Data Collection and Selection Approaches
Text data can be collected through APIs, web scraping (with permission), manual collection, or surveys, while preserving useful metadata such as source, time, language, and identifiers for future analysis. Data sources should be relevant to the target domain, language, and cultural context, with careful attention to dataset quality, class balance, and representativeness. Throughout the process, researchers must also address ethical and legal requirements, including privacy, consent, and compliance with platform policies. Data samples can be collected using one of the approaches below.
Keyword/Dictionary-based Selection: Select documents or sentences that contain one or more predefined keywords, phrases, or lexicon entries. For example, in hate speech detection, a list of commonly used hate-related or offensive terms in the target language can be compiled and used to identify potentially relevant texts. This method helps enrich the dataset with task-relevant examples while reducing the amount of irrelevant data. A widely used resource for English emotion-related keywords is the NRC Emotion Lexicon.
Location-based Selection: Is a data collection approach where texts are gathered based on the geographic location associated with users or posts. For example, when collecting social media data from X (formerly Twitter), researchers can filter posts originating from specific locations such as Ethiopia, Nigeria, or Kenya. This method is useful for studying regional language variation, local opinions, cultural expressions, or location-specific events, as it helps ensure that the collected data represents the target geographic area.
Distant supervision: Is a method for automatically creating labeled training data by using existing knowledge sources instead of manual annotation. For example, for emotion classification, social media posts containing hashtags such as #happy, #joy, or #sad can be automatically labeled with the corresponding emotions.
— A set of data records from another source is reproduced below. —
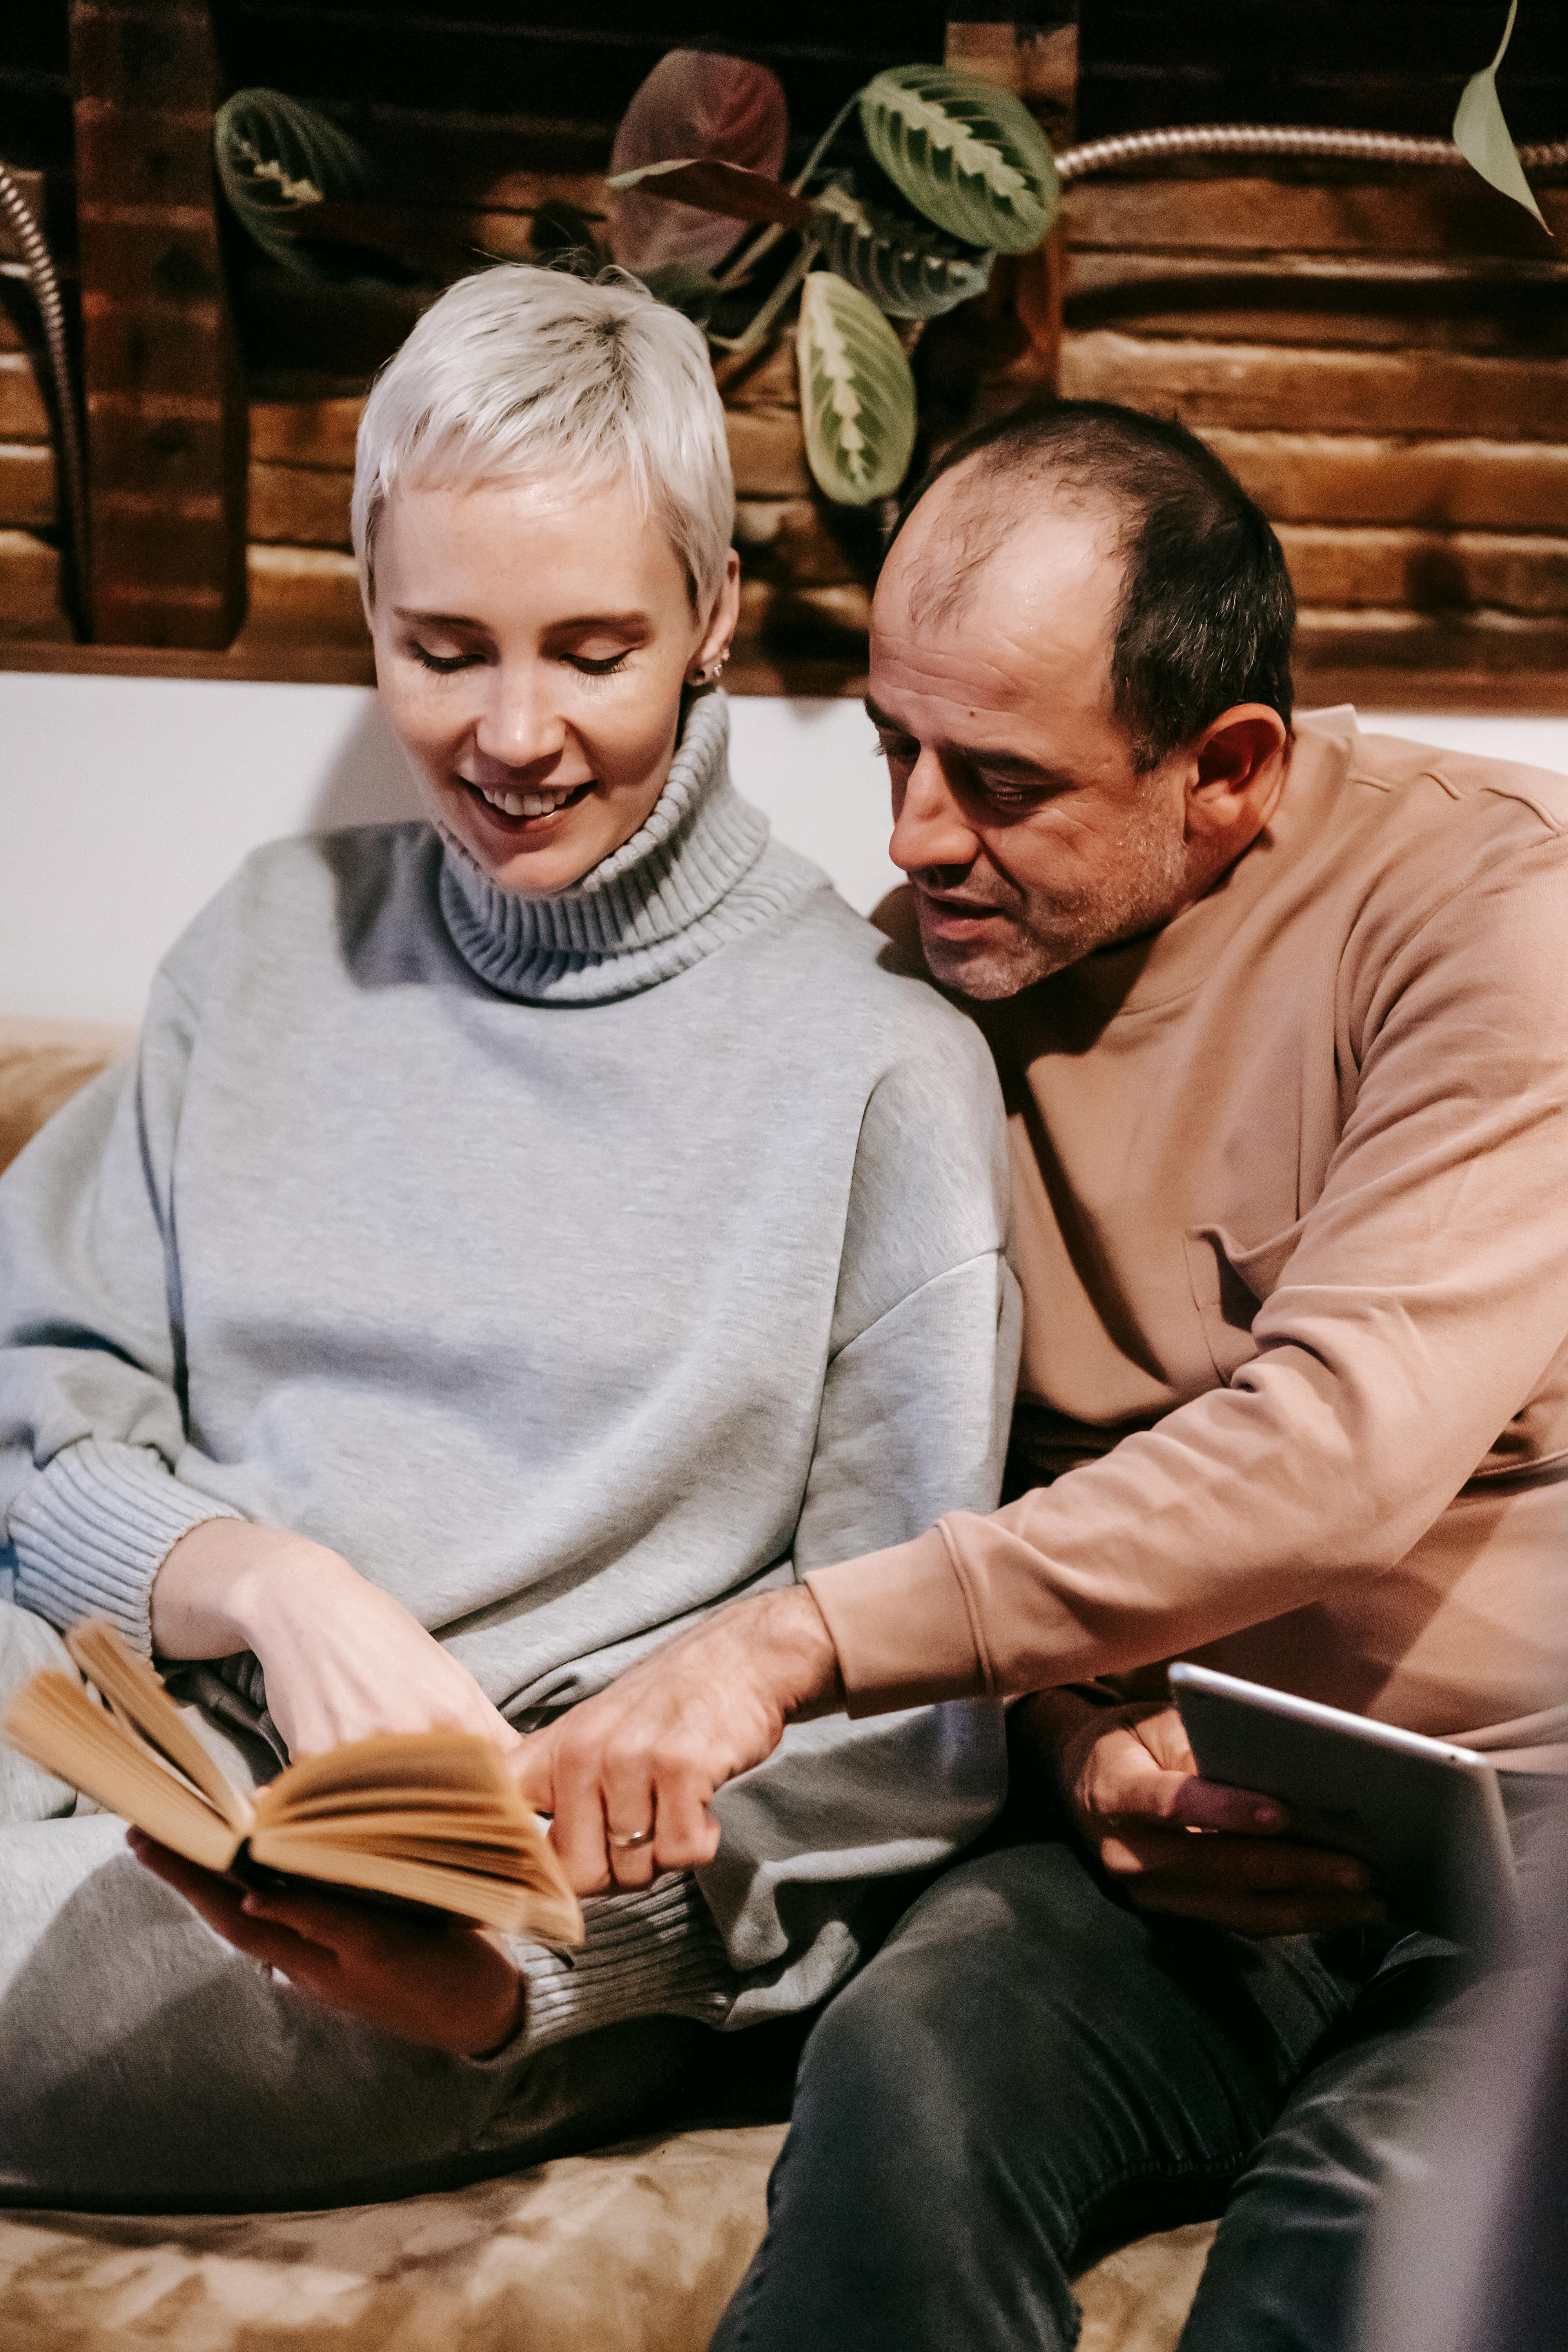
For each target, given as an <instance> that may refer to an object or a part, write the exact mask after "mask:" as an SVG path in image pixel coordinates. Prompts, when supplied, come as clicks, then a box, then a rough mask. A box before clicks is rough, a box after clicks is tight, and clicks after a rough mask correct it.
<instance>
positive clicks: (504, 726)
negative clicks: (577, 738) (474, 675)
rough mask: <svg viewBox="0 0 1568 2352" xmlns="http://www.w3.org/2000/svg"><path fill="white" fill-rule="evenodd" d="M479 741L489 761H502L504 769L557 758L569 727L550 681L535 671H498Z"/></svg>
mask: <svg viewBox="0 0 1568 2352" xmlns="http://www.w3.org/2000/svg"><path fill="white" fill-rule="evenodd" d="M475 741H477V746H480V750H482V753H484V757H487V760H498V762H501V764H503V767H536V764H538V762H541V760H552V757H557V753H559V750H562V746H564V741H567V724H564V720H562V715H559V710H557V706H555V696H552V694H550V687H548V680H545V677H538V675H536V673H534V670H505V668H501V670H496V673H494V675H491V689H489V694H487V699H484V708H482V710H480V724H477V729H475Z"/></svg>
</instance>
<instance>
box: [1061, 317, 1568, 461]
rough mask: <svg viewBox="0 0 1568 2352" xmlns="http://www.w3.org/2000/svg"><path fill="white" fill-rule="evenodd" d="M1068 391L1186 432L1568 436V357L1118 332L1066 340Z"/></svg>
mask: <svg viewBox="0 0 1568 2352" xmlns="http://www.w3.org/2000/svg"><path fill="white" fill-rule="evenodd" d="M1060 381H1063V393H1067V395H1074V397H1081V400H1124V402H1126V405H1128V407H1135V409H1154V412H1161V414H1166V416H1171V414H1175V416H1180V419H1182V421H1185V423H1190V426H1234V428H1253V430H1255V428H1291V426H1300V423H1305V421H1307V419H1309V421H1312V423H1314V426H1316V428H1319V430H1324V433H1443V435H1453V433H1472V430H1474V428H1476V426H1483V428H1486V433H1488V437H1490V440H1535V442H1540V440H1568V367H1563V362H1561V360H1476V358H1469V353H1450V350H1420V353H1382V350H1375V353H1373V350H1293V348H1286V346H1279V348H1276V346H1269V343H1201V341H1173V339H1143V336H1131V334H1117V332H1114V329H1110V327H1103V329H1095V332H1093V334H1070V336H1067V339H1065V343H1063V379H1060Z"/></svg>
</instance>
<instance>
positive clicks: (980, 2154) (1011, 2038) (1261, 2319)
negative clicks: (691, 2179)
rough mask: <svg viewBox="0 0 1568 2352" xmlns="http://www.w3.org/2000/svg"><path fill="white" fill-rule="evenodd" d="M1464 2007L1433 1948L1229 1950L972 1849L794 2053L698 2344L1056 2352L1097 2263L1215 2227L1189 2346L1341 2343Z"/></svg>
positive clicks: (1033, 1868) (920, 1905)
mask: <svg viewBox="0 0 1568 2352" xmlns="http://www.w3.org/2000/svg"><path fill="white" fill-rule="evenodd" d="M1474 2004H1476V1987H1474V1971H1469V1969H1467V1964H1465V1962H1462V1959H1458V1957H1455V1955H1453V1947H1450V1945H1441V1943H1436V1940H1432V1938H1420V1936H1396V1933H1394V1931H1389V1929H1375V1931H1366V1929H1363V1931H1354V1933H1347V1936H1333V1938H1305V1936H1302V1938H1276V1940H1272V1943H1248V1940H1244V1938H1239V1936H1229V1933H1222V1931H1218V1929H1204V1926H1192V1924H1182V1922H1154V1919H1145V1917H1140V1915H1138V1912H1133V1910H1131V1907H1124V1903H1119V1900H1117V1898H1112V1896H1110V1893H1107V1891H1105V1886H1103V1882H1100V1879H1098V1877H1095V1872H1093V1870H1091V1865H1088V1863H1086V1860H1084V1858H1081V1856H1079V1851H1077V1849H1074V1846H1070V1844H1065V1842H1041V1844H1020V1846H1006V1849H1001V1851H992V1853H983V1856H980V1858H976V1860H971V1863H964V1865H959V1867H957V1870H952V1872H950V1875H947V1877H943V1879H940V1882H938V1884H936V1886H931V1889H929V1891H926V1893H924V1896H922V1898H919V1900H917V1903H914V1905H912V1910H910V1912H907V1915H905V1919H903V1922H900V1926H898V1929H896V1931H893V1936H891V1938H889V1943H886V1945H884V1947H882V1952H879V1957H877V1959H875V1962H872V1964H870V1966H867V1969H865V1971H863V1973H860V1976H858V1978H856V1980H853V1983H851V1985H849V1987H846V1990H844V1992H842V1994H839V1997H837V1999H835V2002H832V2004H830V2006H827V2011H825V2016H823V2020H820V2023H818V2025H816V2030H813V2034H811V2039H809V2042H806V2049H804V2058H802V2070H799V2082H797V2096H795V2126H792V2133H790V2143H788V2147H785V2152H783V2157H780V2161H778V2166H776V2171H773V2183H771V2192H769V2204H771V2227H769V2237H766V2241H764V2246H762V2251H759V2253H757V2260H755V2263H752V2267H750V2272H748V2277H745V2281H743V2286H741V2291H738V2296H736V2300H733V2303H731V2307H729V2312H726V2317H724V2321H722V2324H719V2333H717V2336H715V2345H712V2352H816V2347H835V2345H853V2347H856V2352H959V2347H961V2352H1032V2347H1041V2352H1056V2347H1065V2345H1072V2343H1074V2340H1077V2333H1079V2312H1077V2303H1074V2296H1072V2284H1070V2281H1072V2277H1074V2274H1077V2272H1079V2270H1084V2267H1086V2265H1088V2263H1091V2260H1093V2258H1095V2253H1100V2251H1105V2249H1110V2246H1112V2244H1119V2241H1126V2239H1131V2237H1140V2234H1145V2232H1150V2230H1161V2227H1175V2225H1178V2223H1185V2220H1197V2218H1206V2216H1215V2213H1222V2216H1225V2218H1222V2223H1220V2234H1218V2239H1215V2249H1213V2253H1211V2260H1208V2267H1206V2272H1204V2284H1201V2288H1199V2296H1197V2305H1194V2310H1192V2317H1190V2321H1187V2328H1185V2333H1182V2352H1286V2347H1288V2352H1349V2347H1352V2345H1354V2343H1356V2305H1359V2293H1361V2270H1363V2256H1366V2239H1368V2225H1371V2218H1373V2206H1375V2199H1378V2183H1380V2176H1382V2171H1385V2166H1387V2164H1389V2161H1392V2159H1394V2161H1396V2159H1399V2150H1401V2147H1403V2145H1408V2140H1410V2133H1413V2131H1415V2124H1418V2117H1420V2107H1422V2096H1425V2086H1427V2079H1429V2074H1432V2070H1434V2067H1436V2063H1441V2060H1443V2058H1446V2056H1448V2053H1450V2049H1453V2044H1455V2037H1462V2034H1465V2032H1467V2030H1469V2025H1467V2020H1469V2011H1472V2009H1474Z"/></svg>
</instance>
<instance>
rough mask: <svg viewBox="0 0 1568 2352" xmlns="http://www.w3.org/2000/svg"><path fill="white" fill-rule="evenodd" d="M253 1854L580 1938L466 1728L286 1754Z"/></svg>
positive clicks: (579, 1938) (549, 1935) (538, 1939)
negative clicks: (300, 1753)
mask: <svg viewBox="0 0 1568 2352" xmlns="http://www.w3.org/2000/svg"><path fill="white" fill-rule="evenodd" d="M252 1853H254V1856H256V1860H259V1863H263V1865H266V1867H273V1870H296V1872H299V1875H301V1877H324V1879H336V1882H339V1884H343V1886H364V1889H374V1891H378V1893H395V1896H407V1898H409V1900H416V1903H437V1905H440V1907H444V1910H454V1912H461V1915H463V1917H470V1919H480V1922H484V1924H487V1926H503V1929H510V1931H512V1933H527V1936H536V1938H538V1940H541V1943H581V1940H583V1915H581V1910H578V1900H576V1896H574V1893H571V1886H569V1884H567V1875H564V1870H562V1865H559V1860H557V1856H555V1849H552V1846H550V1842H548V1837H545V1832H543V1825H541V1820H538V1816H536V1813H534V1811H531V1809H529V1806H527V1804H524V1802H522V1797H520V1792H517V1783H515V1780H512V1776H510V1771H508V1769H505V1762H503V1757H501V1752H498V1750H496V1748H491V1743H489V1740H482V1738H477V1736H475V1733H473V1731H416V1733H383V1736H378V1738H371V1740H353V1743H348V1745H343V1748H331V1750H327V1752H324V1755H317V1757H301V1762H299V1764H289V1766H287V1771H282V1773H280V1776H277V1778H275V1780H273V1783H270V1785H268V1788H263V1790H261V1792H259V1795H256V1828H254V1832H252Z"/></svg>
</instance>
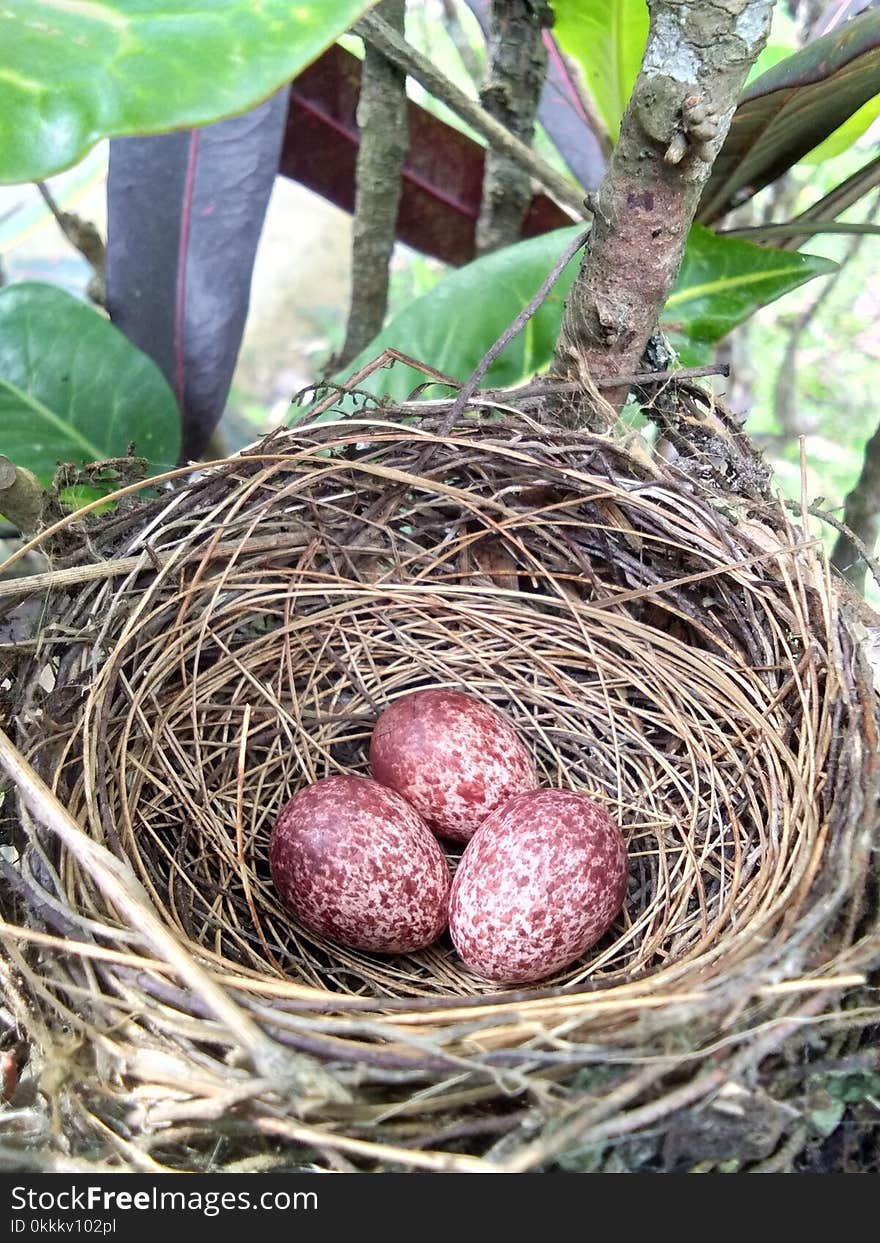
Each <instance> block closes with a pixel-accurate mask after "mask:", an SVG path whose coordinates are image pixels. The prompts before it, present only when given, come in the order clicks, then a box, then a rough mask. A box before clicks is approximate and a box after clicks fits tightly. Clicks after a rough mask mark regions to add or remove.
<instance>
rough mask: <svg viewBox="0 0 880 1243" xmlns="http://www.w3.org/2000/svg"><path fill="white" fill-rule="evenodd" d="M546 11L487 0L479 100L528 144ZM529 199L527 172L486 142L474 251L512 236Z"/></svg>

This approach enables the creation of large training datasets quickly and cheaply, although some automatically assigned labels may be incorrect or noisy.
Random Sampling: Select items uniformly at random from the corpus with no targeting criteria. This is the baseline for any annotation project, ensuring an unbiased estimate of the true corpus-level label distribution.
Active Learning Method: Iteratively train a model on a small seed set, then use the model's uncertainty to select the most informative unlabelled examples for human annotation next. Maximizes annotation return on investment by labeling only where the model is confused.
Stratified Sampling: Divide the corpus into strata — subgroups by class, source, time period, or demographic — and sample proportionally or equally from each. Ensures minority classes and subgroups are always represented in the annotation set.